En travaillant de concert avec d’autres organisations, regroupements et institutions principalement à l’échelle du Québec via des projets innovants et structurants (recherches, expérimentations, etc.), nous cocréons des conditions plus favorables au développement collectif pour l’ensemble de nos territoires. Nous le faisons dans l'optique de mailler et maximiser nos forces et celles des autres réseaux.

Du développement de nouvelles connaissances jusqu’à leur utilisation, nous nous assurons que les divers types de savoirs requis pour le changement soient à la disposition des acteur·rices du développement collectif.

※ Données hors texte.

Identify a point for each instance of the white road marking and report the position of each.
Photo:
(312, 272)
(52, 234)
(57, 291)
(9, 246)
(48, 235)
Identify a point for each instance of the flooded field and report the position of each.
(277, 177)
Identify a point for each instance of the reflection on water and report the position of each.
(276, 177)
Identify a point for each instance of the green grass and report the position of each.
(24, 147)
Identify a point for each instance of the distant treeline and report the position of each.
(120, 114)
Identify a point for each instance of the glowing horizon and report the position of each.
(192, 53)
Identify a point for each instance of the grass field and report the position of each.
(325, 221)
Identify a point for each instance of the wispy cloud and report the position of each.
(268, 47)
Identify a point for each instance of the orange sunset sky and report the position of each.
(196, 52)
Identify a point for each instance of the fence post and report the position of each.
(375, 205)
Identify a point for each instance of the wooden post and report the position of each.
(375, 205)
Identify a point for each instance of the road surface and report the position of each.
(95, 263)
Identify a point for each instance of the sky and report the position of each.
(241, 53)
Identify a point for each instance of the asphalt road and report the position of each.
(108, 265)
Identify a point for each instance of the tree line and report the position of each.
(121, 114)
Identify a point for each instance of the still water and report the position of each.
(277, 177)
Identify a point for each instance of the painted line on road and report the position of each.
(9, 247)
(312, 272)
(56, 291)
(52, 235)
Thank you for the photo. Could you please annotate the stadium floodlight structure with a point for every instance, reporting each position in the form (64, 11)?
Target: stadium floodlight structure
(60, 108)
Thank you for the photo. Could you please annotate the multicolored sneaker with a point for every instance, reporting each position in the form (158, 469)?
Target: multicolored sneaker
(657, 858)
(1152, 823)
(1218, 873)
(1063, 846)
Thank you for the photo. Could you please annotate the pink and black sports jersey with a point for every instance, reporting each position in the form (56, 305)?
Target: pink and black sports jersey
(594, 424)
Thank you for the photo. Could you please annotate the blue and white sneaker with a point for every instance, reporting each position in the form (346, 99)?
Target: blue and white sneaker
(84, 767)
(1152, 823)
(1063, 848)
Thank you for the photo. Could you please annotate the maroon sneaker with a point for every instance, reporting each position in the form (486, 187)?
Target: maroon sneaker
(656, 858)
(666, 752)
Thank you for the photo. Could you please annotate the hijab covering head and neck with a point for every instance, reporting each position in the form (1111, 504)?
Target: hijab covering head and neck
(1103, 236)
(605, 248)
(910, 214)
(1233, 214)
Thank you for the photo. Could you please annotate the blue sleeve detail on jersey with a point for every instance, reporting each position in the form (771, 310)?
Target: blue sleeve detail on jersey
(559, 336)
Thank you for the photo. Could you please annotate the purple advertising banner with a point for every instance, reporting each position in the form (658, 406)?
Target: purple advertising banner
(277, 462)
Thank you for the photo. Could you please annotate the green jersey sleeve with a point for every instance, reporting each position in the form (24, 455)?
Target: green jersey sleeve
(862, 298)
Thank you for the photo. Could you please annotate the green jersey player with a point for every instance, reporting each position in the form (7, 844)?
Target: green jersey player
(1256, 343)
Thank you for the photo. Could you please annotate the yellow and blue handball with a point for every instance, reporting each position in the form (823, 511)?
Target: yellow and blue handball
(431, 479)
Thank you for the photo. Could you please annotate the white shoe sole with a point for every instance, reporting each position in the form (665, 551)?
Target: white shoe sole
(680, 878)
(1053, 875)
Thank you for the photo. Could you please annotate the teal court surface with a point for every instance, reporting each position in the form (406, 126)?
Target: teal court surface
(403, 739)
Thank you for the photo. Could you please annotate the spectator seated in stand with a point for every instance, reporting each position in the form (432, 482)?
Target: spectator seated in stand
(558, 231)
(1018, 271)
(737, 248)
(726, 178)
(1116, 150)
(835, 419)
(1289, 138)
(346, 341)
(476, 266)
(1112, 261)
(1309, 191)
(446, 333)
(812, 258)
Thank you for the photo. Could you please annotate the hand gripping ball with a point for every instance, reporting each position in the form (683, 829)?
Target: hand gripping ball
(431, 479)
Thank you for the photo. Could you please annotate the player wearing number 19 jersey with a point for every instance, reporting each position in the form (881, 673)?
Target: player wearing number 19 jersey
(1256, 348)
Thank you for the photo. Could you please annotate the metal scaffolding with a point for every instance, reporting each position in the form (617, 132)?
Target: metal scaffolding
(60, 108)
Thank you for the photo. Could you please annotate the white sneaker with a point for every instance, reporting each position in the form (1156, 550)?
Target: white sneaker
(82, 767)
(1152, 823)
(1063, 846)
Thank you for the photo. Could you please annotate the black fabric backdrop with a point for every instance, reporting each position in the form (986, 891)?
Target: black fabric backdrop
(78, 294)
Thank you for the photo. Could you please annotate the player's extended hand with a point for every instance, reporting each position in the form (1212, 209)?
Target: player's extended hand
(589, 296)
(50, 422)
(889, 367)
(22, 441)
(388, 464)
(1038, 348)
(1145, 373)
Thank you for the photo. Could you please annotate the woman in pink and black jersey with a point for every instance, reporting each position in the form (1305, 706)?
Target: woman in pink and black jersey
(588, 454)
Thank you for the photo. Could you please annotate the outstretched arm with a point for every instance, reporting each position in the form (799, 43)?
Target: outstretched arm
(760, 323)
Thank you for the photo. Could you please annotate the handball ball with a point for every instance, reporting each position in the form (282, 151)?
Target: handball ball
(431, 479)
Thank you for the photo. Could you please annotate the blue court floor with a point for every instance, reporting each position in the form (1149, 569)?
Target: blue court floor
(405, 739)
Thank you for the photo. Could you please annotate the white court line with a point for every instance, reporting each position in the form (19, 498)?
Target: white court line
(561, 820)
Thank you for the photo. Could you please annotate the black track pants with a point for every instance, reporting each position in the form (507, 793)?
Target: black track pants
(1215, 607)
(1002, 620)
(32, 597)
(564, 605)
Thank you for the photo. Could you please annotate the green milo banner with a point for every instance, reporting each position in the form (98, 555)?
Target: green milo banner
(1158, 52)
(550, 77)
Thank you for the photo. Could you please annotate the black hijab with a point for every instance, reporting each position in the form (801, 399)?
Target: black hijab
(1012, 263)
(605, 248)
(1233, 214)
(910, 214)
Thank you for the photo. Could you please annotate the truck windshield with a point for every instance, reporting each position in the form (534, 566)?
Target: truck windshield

Ces stratégies s’appuient elles-mêmes sur les trois dimensions fondamentales de notre mission : les conditions favorables, les compétences et les connaisaances.
Leur interrelation constitue le socle de notre édifice et nous permet de contribuer à augmenter la capacité d’agir des territoires, mais également à nous rapprocher de notre but ultime via l'activation de nos leviers.
Nos stratégies d’action cherchent à activer six leviers essentiels :

Nous pensons qu’il est essentiel de créer des ponts entre tous les réseaux qui ont un rôle à jouer dans le renouvellement de notre vivre ensemble et la transformation des systèmes qui lui donnent forme.
En participant à des chantiers de travail nationaux, en mettant en lien des démarches locales avec des regroupements nationaux, en croisant les regards d’acteur·rices qui ne se connaissent pas et ont beaucoup à apprendre les un·es des autres, nous tentons de stimuler ces partenariats.
Exemple :
La participation aux chantiers nationaux du Collectif des partenaires en développement des communautés (CPDC) et aux activités de Multitudes nous permet d’être en contact et de collaborer concrètement avec plusieurs acteurs des réseaux.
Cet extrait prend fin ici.